Thanks for the information David, I hadn't thought about that might happen should the Boveda actually leak, I was mainly concerned because it would actually touch my violin in my case.
I took some photos of the process, and of two versions I made - at this Dropbox link:
Charles's idea with florists' foam is a good idea. Instead of the bleach Charles is using (which is a small amount, I'll attest), you could use the commercial biocide that is added to the water tanks in piano humidifiers (Dampp Chaser Pad Treatment). It's probably a quaternary ammonium compound but I'm not sure. I don't have the bottle handy and I couldn't find an SDS for it. A little copper sulfate might work too. I'm just not wild about having ANY chlorine inside my violin case.
I really appreciate the ideas and comments. I like the idea of a custom approach that will fit both fit my space needs (which the Boveda does not), and affordable to maintain.
Charles, I finally had a chance to check out your photos, and I must say that you've a LOT more room in your case by the violin neck than I do. I really like my suspension case but there is only just enough open space for my violin. I do have three accessory compartments, one doesn't hold more than my Kun, another is much smaller, but there is a good amount of space in the other. The very small compartment MIGHT be large enough for this purpose. Maybe, it's quite small, it won't even hold my rosin when it's in the box, so I just keep clippers and orchestral mute there.

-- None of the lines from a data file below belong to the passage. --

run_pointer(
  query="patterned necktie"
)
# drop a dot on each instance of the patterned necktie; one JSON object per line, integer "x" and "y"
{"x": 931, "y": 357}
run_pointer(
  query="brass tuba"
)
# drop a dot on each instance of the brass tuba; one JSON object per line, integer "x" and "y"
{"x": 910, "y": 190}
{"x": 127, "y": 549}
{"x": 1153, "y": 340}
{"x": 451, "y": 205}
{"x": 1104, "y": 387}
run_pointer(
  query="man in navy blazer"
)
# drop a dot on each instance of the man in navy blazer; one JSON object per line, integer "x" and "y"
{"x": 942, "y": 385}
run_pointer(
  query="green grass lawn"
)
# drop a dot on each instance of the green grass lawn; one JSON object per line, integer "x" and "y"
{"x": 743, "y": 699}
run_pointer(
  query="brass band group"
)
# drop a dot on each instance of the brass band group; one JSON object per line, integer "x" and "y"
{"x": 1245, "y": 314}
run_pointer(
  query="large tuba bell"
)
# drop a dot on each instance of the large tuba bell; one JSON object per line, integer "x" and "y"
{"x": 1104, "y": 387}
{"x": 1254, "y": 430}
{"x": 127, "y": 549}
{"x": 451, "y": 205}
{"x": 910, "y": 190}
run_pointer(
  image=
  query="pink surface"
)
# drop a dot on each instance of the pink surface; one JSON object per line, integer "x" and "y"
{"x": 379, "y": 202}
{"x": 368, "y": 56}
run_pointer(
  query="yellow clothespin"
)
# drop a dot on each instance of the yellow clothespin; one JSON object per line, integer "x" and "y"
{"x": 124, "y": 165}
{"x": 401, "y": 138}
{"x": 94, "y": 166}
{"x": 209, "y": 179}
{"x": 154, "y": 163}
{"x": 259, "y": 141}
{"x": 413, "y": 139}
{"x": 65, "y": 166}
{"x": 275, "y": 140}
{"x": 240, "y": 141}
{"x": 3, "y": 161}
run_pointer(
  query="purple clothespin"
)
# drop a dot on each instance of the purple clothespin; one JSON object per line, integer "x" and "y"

Is a case humidifier necessary if a room humidifier is being used for a consistent 45% humidity level, and the case is left open a crack? I assume a case humidifier would be necessary only if the instrument leaves a humidified room for a day or more...is this correct?
Erin, I believe that to be correct. But I would rather leave the case closed and latched, because so many accidents happen when a case is not latched. The environment inside the case will stay very close to that of the room anyway, unless a specific effort is made to have the environment in the case different from that of the room.
I agree with David about keeping your case closed.
Personally I like both as my apartment is...variable. It will certainly stay in a closed and latched case. Last year I trusted my room humidifier and wasn't so careful with it as long as it was in the humidified room at home, and it needed quite a bit of Luthier attention come spring for the fingerboard. Hopefully it will be better this time around.
More is better, generally. I most often use Musafia cases with the drownproof seal and the vents in back that allegedly keep condensation from being a problem. Inside that, I tuck a Boveda pack or two. If the room is correct humidity, all the better. But I choose not to plan on that.
Catherine - I looked up the case you are using, and it does seem like space is tight. Thinking about this - is there room for a plastic pill bottle, like the ones Rx meds come in? If so, it could be drilled in the bottom, and possibly sides too, and fit with foam the same way - jamming it into the block. Water could be added and the bottle closed with the snap or screw lid the bottle came with. If that’s too big, I suppose even a string tube or similar could be adapted to make a really skinny one.
The Oasis holds a fair bit of water and takes up little room. No real danger of leakage, in my limited experience.
I've purchased David's less expensive controller for my humidifier so it won't need to run 24/7, consistency is a good thing.
I have Oasis humidifiers in all my cases, but I don't really know how well they work.
Do they lose moisture? Then it's going somewhere.